Rosja: Nie wszyscy nacjonaliści chcą zdobywać Ukrainę
18 czerwca 2022Nazywają siebie „Ruchem Nacjonalistycznym”, „Konserwatywną Rosją” lub po prostu „Konserwatystami” – to kilkadziesiąt małych ugrupowań w prawicowo-nacjonalistycznym spektrum w Rosji. Niektóre popierają partie rządzące na Kremlu. Niektóre nawet zgłaszają się na ochotnika do walki w Ukrainie po stronie armii rosyjskiej. Inne zaś są krytycznie nastawione wobec Kremla.
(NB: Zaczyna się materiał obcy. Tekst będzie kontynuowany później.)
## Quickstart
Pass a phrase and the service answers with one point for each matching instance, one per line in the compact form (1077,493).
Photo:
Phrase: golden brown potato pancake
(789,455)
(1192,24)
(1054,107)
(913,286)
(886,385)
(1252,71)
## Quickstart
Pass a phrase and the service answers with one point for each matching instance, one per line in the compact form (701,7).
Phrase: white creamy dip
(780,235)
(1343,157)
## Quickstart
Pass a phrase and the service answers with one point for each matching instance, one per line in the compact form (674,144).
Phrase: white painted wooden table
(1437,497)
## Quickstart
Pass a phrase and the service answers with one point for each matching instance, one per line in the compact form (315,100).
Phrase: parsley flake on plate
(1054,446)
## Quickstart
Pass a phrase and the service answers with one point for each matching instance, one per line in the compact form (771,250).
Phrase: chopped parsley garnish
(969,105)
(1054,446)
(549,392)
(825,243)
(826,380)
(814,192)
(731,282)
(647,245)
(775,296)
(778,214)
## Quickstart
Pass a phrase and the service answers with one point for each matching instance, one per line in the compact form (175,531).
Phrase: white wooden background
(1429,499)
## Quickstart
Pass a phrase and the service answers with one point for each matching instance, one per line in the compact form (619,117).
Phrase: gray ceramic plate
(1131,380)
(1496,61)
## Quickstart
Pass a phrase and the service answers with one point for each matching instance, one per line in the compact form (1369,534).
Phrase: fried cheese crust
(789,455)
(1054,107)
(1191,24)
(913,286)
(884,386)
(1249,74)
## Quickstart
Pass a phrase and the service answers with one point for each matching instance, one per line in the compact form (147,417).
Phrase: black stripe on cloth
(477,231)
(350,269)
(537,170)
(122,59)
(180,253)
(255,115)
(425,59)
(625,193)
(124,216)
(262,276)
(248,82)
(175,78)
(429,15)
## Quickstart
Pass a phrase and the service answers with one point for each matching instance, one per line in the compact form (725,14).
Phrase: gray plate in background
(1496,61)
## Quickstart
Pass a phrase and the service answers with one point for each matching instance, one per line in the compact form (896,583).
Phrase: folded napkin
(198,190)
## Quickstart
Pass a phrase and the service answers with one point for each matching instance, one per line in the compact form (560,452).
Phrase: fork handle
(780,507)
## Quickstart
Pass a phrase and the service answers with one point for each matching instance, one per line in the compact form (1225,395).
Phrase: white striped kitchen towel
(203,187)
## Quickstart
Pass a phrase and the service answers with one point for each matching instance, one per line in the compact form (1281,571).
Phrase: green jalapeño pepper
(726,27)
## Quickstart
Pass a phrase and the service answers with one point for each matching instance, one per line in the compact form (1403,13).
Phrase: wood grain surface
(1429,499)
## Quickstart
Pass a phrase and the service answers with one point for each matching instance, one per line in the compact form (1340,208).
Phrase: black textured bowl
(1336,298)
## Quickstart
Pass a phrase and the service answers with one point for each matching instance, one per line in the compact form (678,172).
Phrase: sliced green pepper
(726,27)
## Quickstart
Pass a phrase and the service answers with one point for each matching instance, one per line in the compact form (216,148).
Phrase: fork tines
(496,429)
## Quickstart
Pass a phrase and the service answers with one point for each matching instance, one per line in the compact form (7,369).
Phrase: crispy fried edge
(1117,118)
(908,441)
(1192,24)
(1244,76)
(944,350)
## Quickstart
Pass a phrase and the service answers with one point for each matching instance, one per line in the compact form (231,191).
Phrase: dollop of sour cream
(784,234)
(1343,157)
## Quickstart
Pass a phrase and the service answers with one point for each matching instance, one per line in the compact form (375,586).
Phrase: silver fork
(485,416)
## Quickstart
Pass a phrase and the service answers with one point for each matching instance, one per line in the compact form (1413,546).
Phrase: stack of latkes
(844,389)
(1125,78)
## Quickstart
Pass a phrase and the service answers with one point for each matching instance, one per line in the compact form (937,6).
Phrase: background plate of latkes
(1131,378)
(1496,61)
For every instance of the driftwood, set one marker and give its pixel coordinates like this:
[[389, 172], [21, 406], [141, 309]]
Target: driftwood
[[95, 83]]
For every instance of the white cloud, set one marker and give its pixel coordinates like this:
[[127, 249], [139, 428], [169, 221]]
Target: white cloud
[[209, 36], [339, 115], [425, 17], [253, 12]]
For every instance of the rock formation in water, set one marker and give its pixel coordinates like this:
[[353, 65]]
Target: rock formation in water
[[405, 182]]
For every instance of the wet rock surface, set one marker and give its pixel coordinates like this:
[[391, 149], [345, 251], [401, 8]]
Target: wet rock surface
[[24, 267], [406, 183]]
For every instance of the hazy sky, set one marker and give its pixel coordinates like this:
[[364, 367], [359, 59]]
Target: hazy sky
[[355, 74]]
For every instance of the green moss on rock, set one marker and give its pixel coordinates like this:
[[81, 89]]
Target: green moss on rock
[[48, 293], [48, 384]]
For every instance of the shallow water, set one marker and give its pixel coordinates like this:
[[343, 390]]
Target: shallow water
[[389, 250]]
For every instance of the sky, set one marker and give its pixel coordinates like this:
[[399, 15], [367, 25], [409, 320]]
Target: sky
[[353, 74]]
Stopień podzielenia ekstremistów można było zauważyć już w roku 2014, gdy zajęli bardzo różne stanowiska w sprawie Majdanu – proeuropejskiego ruchu w Ukrainie – i narastającego wówczas konfliktu w Donbasie. Wojna Rosji z Ukrainą obecnie jeszcze bardziej pogłębia podziały wśród nacjonalistów: gdy wojska moskiewskie 24 lutego wkroczyły do Ukrainy, część prawicowych ekstremistów natychmiast się zaciągnęła, podczas gdy inni do dziś potępiają inwazję.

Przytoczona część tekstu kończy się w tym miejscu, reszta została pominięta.